- Born: 11 October 1914 Kraków, Poland
- Died: 30 March 1993 Bern, Switzerland
- Occupation: Academic
- Parent: Zygmunt Marek

Academic background
- Alma mater: Jagiellonian University; Graduate Institute of International Studies; University of Geneva;
- Thesis: Identity and Continuity of States in Public International Law
- Doctoral advisor: Paul Guggenheim

Academic work
- Discipline: International public law

= Krystyna Marek =

Polish university teacher (1914–1993)

Krystyna Marek (11 October 1914 – 30 March 1993) was a Swiss-Polish professor of international law. Edward Raczynski, Minister of Foreign Affairs of the Polish government in exile, called her "one of the first Polish female diplomats."

==Biography==
Krystyna Marek was born into a family of lawyers. Her father, Zygmunt Marek, was a member of Sejm and leader of the Polish Socialist Party. Following her father's death in 1931, she moved to Switzerland, where she completed high school. She returned to Poland and in 1937 graduated in law from the Jagiellonian University.

With the outbreak of war, she fled Poland with her family, eventually arriving in London in 1941 where she took up work for the Polish government in exile.

Following the Second World War she worked for Radio Free Europe in Munich and contributed to Kultura, the Paris-based Polish emigre literary journal.

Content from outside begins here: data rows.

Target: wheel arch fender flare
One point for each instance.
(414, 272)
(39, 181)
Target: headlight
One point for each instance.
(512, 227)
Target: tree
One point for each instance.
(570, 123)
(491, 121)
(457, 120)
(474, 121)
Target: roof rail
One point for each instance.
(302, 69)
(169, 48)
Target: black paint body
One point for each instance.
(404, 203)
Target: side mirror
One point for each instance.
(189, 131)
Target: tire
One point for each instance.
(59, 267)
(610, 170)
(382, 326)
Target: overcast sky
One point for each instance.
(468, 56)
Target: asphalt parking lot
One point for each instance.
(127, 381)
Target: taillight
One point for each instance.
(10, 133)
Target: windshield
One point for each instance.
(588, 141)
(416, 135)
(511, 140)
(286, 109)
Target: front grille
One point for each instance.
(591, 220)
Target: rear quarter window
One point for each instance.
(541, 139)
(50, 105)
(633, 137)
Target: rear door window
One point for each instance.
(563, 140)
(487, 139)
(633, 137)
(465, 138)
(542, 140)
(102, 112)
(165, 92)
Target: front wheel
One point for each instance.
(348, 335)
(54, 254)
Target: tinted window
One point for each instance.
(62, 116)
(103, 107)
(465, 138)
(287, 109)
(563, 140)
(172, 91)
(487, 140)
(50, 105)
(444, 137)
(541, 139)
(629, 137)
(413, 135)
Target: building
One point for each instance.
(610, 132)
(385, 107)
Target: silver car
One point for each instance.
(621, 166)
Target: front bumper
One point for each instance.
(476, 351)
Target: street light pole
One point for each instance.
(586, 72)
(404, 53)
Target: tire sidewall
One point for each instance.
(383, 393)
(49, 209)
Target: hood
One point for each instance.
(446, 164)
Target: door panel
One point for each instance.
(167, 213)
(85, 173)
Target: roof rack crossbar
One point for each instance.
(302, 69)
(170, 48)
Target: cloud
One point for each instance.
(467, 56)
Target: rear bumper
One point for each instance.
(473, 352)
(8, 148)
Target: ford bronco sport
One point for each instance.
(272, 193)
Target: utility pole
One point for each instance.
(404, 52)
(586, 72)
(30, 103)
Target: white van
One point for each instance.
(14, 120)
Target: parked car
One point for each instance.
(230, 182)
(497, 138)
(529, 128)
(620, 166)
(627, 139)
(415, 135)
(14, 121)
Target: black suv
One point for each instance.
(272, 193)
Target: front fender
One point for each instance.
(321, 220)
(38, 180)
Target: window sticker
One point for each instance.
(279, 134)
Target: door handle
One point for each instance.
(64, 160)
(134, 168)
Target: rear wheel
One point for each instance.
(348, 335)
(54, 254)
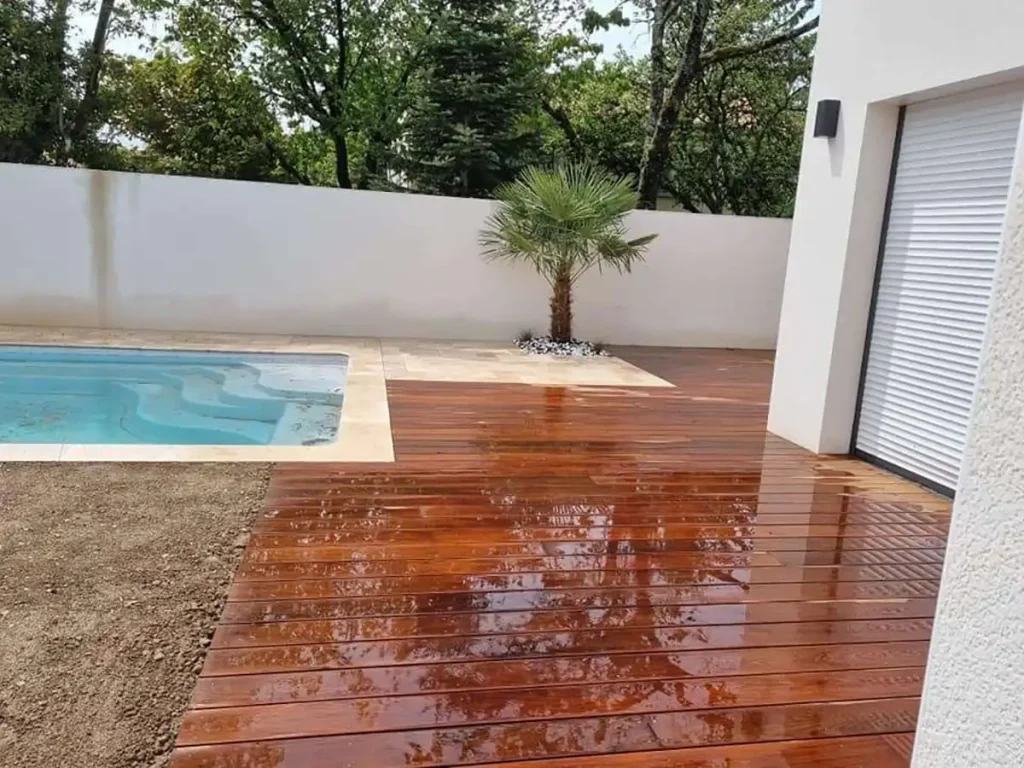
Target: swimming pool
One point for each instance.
(51, 394)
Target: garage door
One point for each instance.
(944, 222)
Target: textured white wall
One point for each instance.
(973, 709)
(872, 55)
(119, 250)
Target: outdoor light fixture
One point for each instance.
(826, 122)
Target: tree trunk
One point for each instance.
(93, 69)
(667, 101)
(561, 307)
(341, 161)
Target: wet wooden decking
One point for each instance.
(584, 578)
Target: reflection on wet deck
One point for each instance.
(587, 577)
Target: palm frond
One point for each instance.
(564, 221)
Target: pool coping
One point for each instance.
(365, 429)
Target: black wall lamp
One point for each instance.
(826, 121)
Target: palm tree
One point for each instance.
(562, 222)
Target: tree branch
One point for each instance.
(286, 163)
(560, 117)
(275, 24)
(740, 51)
(93, 68)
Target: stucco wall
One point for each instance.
(973, 710)
(872, 55)
(119, 250)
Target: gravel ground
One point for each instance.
(572, 348)
(112, 577)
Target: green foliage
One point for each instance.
(468, 130)
(195, 118)
(605, 104)
(563, 222)
(737, 148)
(442, 96)
(31, 81)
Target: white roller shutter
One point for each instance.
(945, 223)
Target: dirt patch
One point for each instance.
(112, 577)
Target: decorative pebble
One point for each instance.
(547, 345)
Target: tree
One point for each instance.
(564, 222)
(468, 130)
(313, 58)
(600, 117)
(196, 119)
(737, 150)
(32, 41)
(51, 100)
(688, 37)
(194, 110)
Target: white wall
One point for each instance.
(118, 250)
(973, 709)
(872, 55)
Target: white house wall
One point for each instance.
(117, 250)
(872, 55)
(973, 708)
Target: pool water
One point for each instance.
(118, 396)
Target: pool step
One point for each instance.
(162, 411)
(205, 393)
(306, 424)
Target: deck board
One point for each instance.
(589, 576)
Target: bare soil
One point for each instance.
(112, 577)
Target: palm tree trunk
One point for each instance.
(561, 307)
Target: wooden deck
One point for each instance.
(583, 578)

Marek returned to Switzerland and completed a doctoral thesis in the field of international law in 1954 at the University of Geneva's Graduate Institute of International Studies. The resulting book, Identity and Continuity of States in Public International Law, was the first full length monograph on the topic and considered "brilliant." She worked at the University of Geneva and in 1967 was appointed full professor at the Graduate Institute of International Studies, where she also held the position of Director of the Department of Public International Law.

In the 1980s she was active in organising international support for Solidarity.

She died in 1993 and was buried at the Rakowicki Cemetery in Kraków.